Half-marathon!

2023-08-01
New York

I finally signed up for the Oxford Half Marathon again this year. Very excited. Since I habitually live on another continent, running that race has certain… overhead. Like going to visit my family, drinking Real Ale, steering a hired canal boat along the Oxford Canal with friends. etc, etc.

I did it, and documented it, last year.

I have a training plan

I'm not in great shape right now. And my friends who are running it are quite quick. I need to get faster. I need to train. And to lose some weight, since I'm pretty heavy right now.

I made a plan! I have made it using intervals.icu, and taking into account vacations that are coming up. It may be a bit ambitious! But it can be adjusted on the fly and I'll still know where I stand.

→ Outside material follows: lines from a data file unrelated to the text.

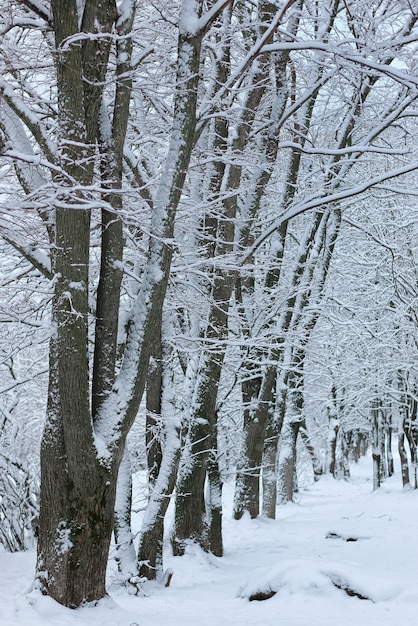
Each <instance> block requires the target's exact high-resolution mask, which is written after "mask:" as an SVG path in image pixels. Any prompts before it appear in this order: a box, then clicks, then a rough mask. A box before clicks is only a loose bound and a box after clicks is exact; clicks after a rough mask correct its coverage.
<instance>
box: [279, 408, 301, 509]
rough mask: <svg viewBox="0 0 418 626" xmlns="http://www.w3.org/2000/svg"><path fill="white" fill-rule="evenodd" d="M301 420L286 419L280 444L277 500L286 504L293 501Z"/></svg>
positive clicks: (300, 425) (280, 503) (283, 425)
mask: <svg viewBox="0 0 418 626" xmlns="http://www.w3.org/2000/svg"><path fill="white" fill-rule="evenodd" d="M300 426H301V421H299V420H297V419H296V420H287V419H285V421H284V424H283V428H282V432H281V436H280V446H279V460H278V464H277V478H278V481H277V501H278V504H286V502H292V501H293V495H294V492H295V473H296V449H297V447H296V444H297V438H298V434H299V428H300Z"/></svg>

Look! Here is a graphic that the web site generated:

The vertical light grey line is today. The top graph is about the state of my fitness: the blue line is my fitness and the purple line is my fatigue. (I don't know what the units are, but in my experience they are both arbitrary and useful.) The bottom graph is about whether I'm doing too much or too little. When trying to get fit, you want to be in the green zone, but for races you want to be in the blue "fresh" zone. As you get fitter, you need to do progressively more work in order to be in the green zone.

Workouts are either Power Zone rides on my Peloton spin bike, or runs. I'm choosing to use the peloton because a) I'm very familiar with it and b) it's a low-injury risk way to rapidly improve cardio fitness. In the first block the plan is one long run, one short run, and two peloton rides per week. As I get closer to the race I'll transition to 3 runs and 1 ride.

I've given myself a goal that I care about, and am orienting my fitness plans around it. Hopefully I can stick to it.